Infantino kann auch darauf hinweisen, dass die Kassen der Fifa im vergangenen Jahr um 4 Milliarden Dollar angewachsen sind, während die diesjährige Frauen-Weltmeisterschaft eine willkommene Steigerung des Preisgeldes um 300 % erhalten wird. Mit zusammengebissenen Zähnen räumte er jedoch seine Niederlage gegen die Pläne ein, Visit Saudi als Hauptsponsor für das Turnier einzusetzen, nachdem Spieler und Organisatoren ihn dazu gedrängt hatten. "Die FIFA ist eine Organisation von 211 Ländern", sagte er. "Für uns sind sie alle gleich. Für uns wäre es nicht schlimm, Sponsoren aus Saudi-Arabien, China, den Vereinigten Staaten von Amerika, Brasilien oder Indien zu machen."

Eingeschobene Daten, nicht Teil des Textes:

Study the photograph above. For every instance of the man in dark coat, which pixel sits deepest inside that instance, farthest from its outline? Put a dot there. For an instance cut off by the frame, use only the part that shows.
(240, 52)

Natürlich könnten Sie zu Recht darauf hinweisen, dass die britische Regierung auch Saudi-Arabien den Hof macht. Und dass der Versuch, Asylsuchende nach Ruanda zu schicken, weitaus schlimmer ist, als sich die Fifa ausdenken könnte. Aber zumindest in Großbritannien stehen Parlamentswahlen bevor. Dinge können sich ändern. Mit der Fifa warten weitere acht Jahre des Infantino-Projekts.